The twists of the Ballmer puzzle
The Ballmer puzzle, described in this video is seemingly simple: player A thinks of a number between 1 and 100 (inclusive) and the other player needs to guess it. After each guess, player A tells if it's high or low. Each round the reward goes down by one: 5 if the first guess is correct, 4 if the second, 3, 2, 1, 0, -1, -2, and so on.
Should player B play this game?
The trivial answer is: of course, just use binary search and if player A chooses randomly then the expected value is positive.
The first twist is that player A knows this strategy as well and there are number that are easily guessed (50, for example) and some are not (49 takes many attempts) so will favor numbers that are harder find.
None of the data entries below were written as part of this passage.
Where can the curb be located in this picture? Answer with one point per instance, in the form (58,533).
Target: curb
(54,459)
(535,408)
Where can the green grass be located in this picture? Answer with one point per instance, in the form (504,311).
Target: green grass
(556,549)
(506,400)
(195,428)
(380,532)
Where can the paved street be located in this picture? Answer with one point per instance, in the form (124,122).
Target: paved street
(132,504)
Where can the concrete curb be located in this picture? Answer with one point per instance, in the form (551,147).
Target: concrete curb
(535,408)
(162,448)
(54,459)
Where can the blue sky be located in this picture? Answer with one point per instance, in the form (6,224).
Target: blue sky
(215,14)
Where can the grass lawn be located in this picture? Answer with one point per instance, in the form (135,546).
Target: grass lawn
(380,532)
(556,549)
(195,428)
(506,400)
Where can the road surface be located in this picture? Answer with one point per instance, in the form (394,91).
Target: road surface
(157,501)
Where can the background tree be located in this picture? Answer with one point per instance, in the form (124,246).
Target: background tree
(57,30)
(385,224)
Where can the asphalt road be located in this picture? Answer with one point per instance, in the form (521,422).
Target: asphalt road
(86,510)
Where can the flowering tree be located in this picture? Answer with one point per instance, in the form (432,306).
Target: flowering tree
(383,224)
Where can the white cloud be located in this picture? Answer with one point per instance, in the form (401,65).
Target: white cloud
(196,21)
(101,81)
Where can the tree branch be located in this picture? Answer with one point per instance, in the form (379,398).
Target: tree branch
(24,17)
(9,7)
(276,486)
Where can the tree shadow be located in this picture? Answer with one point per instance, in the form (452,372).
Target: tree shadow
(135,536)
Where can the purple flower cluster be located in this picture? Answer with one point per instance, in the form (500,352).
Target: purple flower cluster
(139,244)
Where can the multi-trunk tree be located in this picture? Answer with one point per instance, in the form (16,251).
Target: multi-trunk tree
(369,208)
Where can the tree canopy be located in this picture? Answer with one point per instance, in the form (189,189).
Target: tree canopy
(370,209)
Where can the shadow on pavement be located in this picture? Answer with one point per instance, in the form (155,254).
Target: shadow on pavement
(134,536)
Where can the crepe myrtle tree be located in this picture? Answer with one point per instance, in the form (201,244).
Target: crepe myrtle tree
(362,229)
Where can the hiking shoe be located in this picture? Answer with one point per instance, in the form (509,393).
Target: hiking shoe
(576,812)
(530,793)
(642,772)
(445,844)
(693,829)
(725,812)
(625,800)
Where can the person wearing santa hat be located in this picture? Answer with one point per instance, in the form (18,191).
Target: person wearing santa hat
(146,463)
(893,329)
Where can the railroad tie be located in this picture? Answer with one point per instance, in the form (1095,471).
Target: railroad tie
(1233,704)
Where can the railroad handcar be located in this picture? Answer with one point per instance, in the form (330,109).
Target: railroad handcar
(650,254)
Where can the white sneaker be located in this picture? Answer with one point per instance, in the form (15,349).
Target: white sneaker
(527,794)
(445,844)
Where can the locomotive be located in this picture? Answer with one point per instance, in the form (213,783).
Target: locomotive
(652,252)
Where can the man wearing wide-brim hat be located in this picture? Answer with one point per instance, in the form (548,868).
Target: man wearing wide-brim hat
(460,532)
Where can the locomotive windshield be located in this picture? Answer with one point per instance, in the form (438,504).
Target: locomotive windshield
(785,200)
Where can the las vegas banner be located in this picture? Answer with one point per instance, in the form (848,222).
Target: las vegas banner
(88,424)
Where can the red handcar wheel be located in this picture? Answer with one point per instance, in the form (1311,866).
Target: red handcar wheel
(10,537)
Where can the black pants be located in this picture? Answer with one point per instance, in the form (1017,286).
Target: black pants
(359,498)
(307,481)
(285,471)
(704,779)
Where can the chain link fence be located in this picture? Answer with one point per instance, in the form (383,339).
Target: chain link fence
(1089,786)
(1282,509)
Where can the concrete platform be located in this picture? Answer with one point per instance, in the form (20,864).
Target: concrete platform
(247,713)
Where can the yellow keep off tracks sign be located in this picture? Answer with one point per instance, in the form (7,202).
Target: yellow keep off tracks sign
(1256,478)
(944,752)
When player A uses an adversarial strategy to the binary search then the expected value is negative.
So, the next question: is there an algorithm that is known to player A and still yields a positive return to player B? It turns out there is: https://github.com/gukoff/ballmer_puzzle#winning-strategy
But then I read this comment that puts things into a different perspective:
When Ballmer said 'adversarial', I considered this strategy: he's not actually required to pick a fixed number at the start at all. He can simply give the answer to each guess which leaves the largest number of possible numbers remaining, guaranteeing a loss regardless of strategy.
Played this way, player B will lose every time.